The AFL draft period has in recent years evolved into one of the most fascinating, if slightly unsettling, parts of the football year – especially if you support one of those teams who have finished the season with few wins and even fewer signs of improvement. It is the footy equivalent of market day where club officials throw up players for trade, as if they are farmers in gumboots doing nothing more than hawking their prize hogs.

But, in light of Chris Judd’s decision to return to his hometown of Melbourne, this year’s instalment of trade week shapes as being the most riveting yet. Judd’s announcement yesterday to leave West Coast, where he was captain and had forged a reputation as the game’s leading player, has really set the cat among the pigeons. Or the headless chooks, which is what most of the Victorian clubs have been reduced to, as they flail around trying to piece together the winning deal.

With the exception of Geelong, Western Bulldogs and the Kangaroos, the other seven Victorian clubs will right this minute be working on deals to try to entice Judd to their club, while appeasing West Coast with the requisite draft picks and player trades. It shapes as an unseemly scramble where anything and everything will be offered up as bait. Don’t like that, West Coast? Well, we’ll throw in a set of steak knives. Still, not good enough? But wait there’s more…

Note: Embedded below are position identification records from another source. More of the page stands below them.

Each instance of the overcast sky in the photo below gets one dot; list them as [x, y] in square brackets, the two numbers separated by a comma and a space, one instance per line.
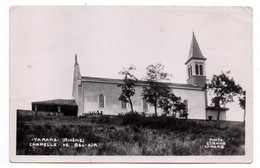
[43, 41]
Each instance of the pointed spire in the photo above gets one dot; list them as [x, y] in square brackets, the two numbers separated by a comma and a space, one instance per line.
[195, 49]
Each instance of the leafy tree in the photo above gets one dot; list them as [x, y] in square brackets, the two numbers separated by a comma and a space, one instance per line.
[155, 90]
[224, 89]
[172, 104]
[128, 87]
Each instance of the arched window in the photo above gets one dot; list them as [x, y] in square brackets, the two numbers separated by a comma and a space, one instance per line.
[145, 105]
[197, 69]
[101, 100]
[189, 71]
[123, 104]
[185, 111]
[201, 70]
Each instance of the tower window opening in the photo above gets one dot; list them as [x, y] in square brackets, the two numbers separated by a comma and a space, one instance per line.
[145, 105]
[123, 105]
[201, 70]
[197, 69]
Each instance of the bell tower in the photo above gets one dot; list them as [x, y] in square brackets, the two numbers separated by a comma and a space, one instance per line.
[76, 80]
[196, 64]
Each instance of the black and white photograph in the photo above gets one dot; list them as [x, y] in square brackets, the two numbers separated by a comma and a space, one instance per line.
[145, 84]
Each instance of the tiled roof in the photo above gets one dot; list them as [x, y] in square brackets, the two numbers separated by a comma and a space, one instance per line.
[215, 108]
[140, 82]
[69, 102]
[195, 52]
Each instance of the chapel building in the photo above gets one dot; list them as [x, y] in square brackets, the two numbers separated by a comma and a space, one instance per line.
[102, 94]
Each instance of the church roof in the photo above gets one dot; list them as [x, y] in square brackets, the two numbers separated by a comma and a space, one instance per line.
[215, 108]
[195, 52]
[139, 82]
[68, 102]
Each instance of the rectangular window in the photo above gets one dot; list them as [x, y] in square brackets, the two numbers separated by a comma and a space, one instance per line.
[101, 101]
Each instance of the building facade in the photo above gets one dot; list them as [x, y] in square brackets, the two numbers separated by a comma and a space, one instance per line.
[102, 94]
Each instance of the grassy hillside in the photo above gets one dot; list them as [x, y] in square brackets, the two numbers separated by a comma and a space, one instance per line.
[128, 135]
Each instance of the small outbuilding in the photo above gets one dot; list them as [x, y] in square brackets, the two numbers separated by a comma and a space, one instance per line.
[212, 113]
[67, 107]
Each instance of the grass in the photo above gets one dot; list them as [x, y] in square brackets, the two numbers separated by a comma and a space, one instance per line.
[129, 135]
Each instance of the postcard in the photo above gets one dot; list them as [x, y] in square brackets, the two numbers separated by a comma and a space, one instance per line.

Carlton shapes as the most likely fit for Judd, only because the Blues have got the most to offer West Coast, starting with draft picks No.1 and 3. But you can rest assured Richmond, Collingwood, Essendon and the other heavyweights will be in there punching away, as well. Expect any day now Eddie McGuire to turn on the schmooze, and player-delegations being organised by clubs to try and woo Melbourne’s prodigal son over a barbecued sausage and beer. Or fatted calf perhaps.

What this all means is virtually no-one is immune from trade. Almost every player is expendable, if the price is right. And given that the price is Chris Judd, well, clubs will willingly dig deep into their playing lists. If, for example, you were Carlton’s gun full-forward Brendan Fevola, you mightn’t be feeling hugely secure about your future in Melbourne right now. So high are the stakes, someone of that stature could well feature in any Judd trade.

From the moment Mike Sheahan blew the lid on the Judd move in Saturday’s Herald-Sun, it has been football’s great talking point – notwithstanding the Kangaroos’ courageous semi-final win on Saturday night. As non-finals stories go, it’s as big as it gets. Stand by now for the squalid hog-trading to begin.